The Fae sighed, flicking back his thick dark hair. He was a massive man, coiled in muscle, larger than any Fae I'd ever seen, at least as large as me. "Your brother spent more time on her than he did on me," said Tavian. "I wish it were not so. I wish I had stopped him."

At his words, I calmed. It seemed we wished the same. "I heard you were leaving."

"I was," he said, picking his cup back up from the mud and refilling it from the flagon of ale on the table. "But then I heard she'd relapsed, and I couldn't leave her this way."

"Who is she to you?" I asked.

"A friend." He said no more.

"And who are you to her?"

"I do not know. Perhaps I will never know." He raised his cup in a toast. "To Kayla."

I nodded. "To Kayla."

Then I left the man to his drink and sorrows. I did not know him, and that worried me. But he was an enemy to Levi and a friend to Kayla. That would have to be enough.

As I walked back to the castle, I surveyed the repairs on the main hall. Winter had arrived, and that made the gathering of stone and wood harder than ever. Supplies were short and work slow. It would be a long time before Stonehill could be as it once was. Perhaps that was fitting. The place felt wrong without Arianna. Maybe it would only be put right when she returned.

"There." Dean's words pull me back to the present. Back to the cold and snow and search. "Look there." He points down the hill at something.

I follow his gaze down to piles of gray wood one could barely call houses. "A Fae village. So?"

"It's empty," says Dean. "Utterly empty."

I look again, and see that he is right. There is no sign of life, not outside the huts or within. There is not even a hint of prints in the snow. Strange. Like most things these days. But perhaps it is a clue.

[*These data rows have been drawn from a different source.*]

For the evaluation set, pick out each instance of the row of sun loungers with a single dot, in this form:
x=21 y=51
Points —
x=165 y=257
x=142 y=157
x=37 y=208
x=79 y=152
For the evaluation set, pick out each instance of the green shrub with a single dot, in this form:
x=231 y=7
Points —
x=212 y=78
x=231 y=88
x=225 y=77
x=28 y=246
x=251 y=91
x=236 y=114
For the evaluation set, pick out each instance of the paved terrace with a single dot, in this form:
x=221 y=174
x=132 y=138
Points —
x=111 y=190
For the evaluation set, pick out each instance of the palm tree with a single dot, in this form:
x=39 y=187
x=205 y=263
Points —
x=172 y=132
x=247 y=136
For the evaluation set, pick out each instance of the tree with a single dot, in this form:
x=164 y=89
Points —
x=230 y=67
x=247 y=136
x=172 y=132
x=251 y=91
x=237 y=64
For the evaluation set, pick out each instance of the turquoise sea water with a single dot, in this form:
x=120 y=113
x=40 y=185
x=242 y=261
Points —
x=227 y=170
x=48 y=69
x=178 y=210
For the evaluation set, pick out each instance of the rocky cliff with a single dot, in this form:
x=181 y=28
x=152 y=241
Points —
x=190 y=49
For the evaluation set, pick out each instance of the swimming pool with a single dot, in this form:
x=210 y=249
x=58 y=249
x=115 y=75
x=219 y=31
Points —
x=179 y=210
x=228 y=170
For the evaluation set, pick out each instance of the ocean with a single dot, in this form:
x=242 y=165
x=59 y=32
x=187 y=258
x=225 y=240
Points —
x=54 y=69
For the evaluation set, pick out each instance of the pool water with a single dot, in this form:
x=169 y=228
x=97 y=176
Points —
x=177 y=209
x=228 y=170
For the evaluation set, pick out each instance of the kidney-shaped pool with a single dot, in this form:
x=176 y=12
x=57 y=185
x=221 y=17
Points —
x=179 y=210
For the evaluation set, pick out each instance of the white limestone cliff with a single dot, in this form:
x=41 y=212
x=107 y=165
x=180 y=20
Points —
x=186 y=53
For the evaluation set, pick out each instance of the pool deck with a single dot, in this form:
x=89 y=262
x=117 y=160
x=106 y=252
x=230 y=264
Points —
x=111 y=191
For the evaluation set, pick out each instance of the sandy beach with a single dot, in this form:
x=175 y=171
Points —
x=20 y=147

We descend the snowy slope and scour the village for people. I find a wooden horse and a doll made of cloth, but I find no children. I find needle and string and a hammer for building, but I find none to use them. All I find is the smell. Like embers and ash. The smell of burning though there is no fire. The feel of smoke in my chest though the air is clear. Something unnatural happened here. Something dark.

When I come upon the village center, I notice something grey sticking out from the snow. A bone. I dig through ice and sheets of white until I find more. They make a circle. A circle of bones. And in the center, a carcass. A dead goat cut open. Baron howls into the cold wind, disturbed by the power that remains.

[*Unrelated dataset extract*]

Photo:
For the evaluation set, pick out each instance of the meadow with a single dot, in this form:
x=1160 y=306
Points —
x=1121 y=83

"A ritual took place here," I say, further examining the scene.

Dean hears me and jogs to my side. "You think the Fae cast a spell?"

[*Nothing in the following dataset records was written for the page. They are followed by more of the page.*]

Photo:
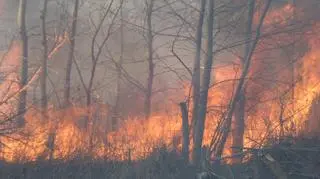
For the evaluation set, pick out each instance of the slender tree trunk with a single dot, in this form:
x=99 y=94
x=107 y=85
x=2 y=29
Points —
x=199 y=127
x=23 y=62
x=67 y=85
x=43 y=77
x=116 y=111
x=239 y=114
x=148 y=98
x=227 y=120
x=196 y=69
x=185 y=132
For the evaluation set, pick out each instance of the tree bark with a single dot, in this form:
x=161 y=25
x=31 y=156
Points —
x=116 y=111
x=148 y=97
x=227 y=120
x=23 y=62
x=196 y=70
x=67 y=85
x=199 y=127
x=43 y=77
x=239 y=114
x=185 y=132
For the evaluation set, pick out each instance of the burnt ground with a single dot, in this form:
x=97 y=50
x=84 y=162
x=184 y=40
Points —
x=296 y=159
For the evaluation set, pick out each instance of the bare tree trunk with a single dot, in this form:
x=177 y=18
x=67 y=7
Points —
x=202 y=111
x=185 y=132
x=196 y=69
x=95 y=58
x=147 y=102
x=43 y=77
x=24 y=62
x=116 y=111
x=71 y=54
x=227 y=121
x=239 y=113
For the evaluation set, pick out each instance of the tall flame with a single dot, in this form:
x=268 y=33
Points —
x=136 y=138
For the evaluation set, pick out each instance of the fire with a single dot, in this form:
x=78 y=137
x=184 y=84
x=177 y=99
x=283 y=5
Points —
x=136 y=138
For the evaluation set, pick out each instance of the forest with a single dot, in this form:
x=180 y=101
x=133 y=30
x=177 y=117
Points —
x=160 y=89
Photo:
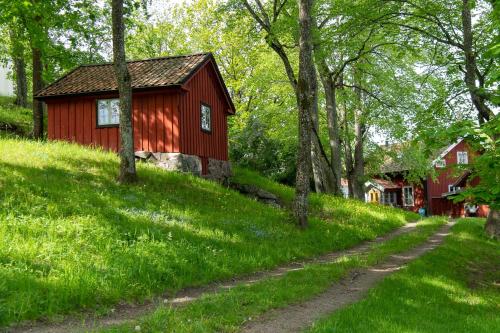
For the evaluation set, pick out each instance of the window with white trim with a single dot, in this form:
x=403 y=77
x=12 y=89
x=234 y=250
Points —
x=440 y=163
x=206 y=117
x=408 y=199
x=390 y=198
x=462 y=157
x=108 y=112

"Perhaps," I say, finding strings and beads.

"They must have done something wrong. Conjured something that turned on them."

I shake my head. "This was a dark ritual. A blood sacrifice. Whatever these people conjured, they intended to do so."

Dean looks around, his eyes spooked. "So you mean, these Fae… these Fae are gone… because they sacrificed themselves?"

"I believe they knew the cost, yes." I stand, brushing my hands clean of snow.

"But why do it then? Why give your own life?"

I shrug. "Perhaps Metsi told them to. Perhaps she convinced them the sacrifice would win the war."

Dean scans the nearby houses. "So you think Metsi started this ritual. Why? For power?"

"Or knowledge." I walk around, searching for anything else unusual. "I have seen such rituals before, at the base of the Grey Mountain. Shamans would call for wisdom of the future. Sometimes, for the strength to defeat rival tribes. The Outlanders would always make a sacrifice to summon the power. The power they called the Darkness."

"And yet," says Dean, "in all my centuries of ruling, I have never seen this dark power."

"Your realm isn't on the outskirts," I say.

And then I see it.

Footprints.

Someone survived.

They ran.

I follow the tracks, Dean and Baron at my heels, until I reach a shack at the back of the village. I try the door and find it barred from within. So I smash it open. Inside, there is nothing but darkness. Nothing but shadow.

"Hello?"

A whimper. Weak. Fading.

"Hello?" I run in, looking, looking for the sound. "We mean you no harm. We only want to—"

Baron sniffs the air and runs forward. I follow, and I find her. I find the little girl crying in the corner, clutching a doll to her chest. I reach out to her. "We only want to help."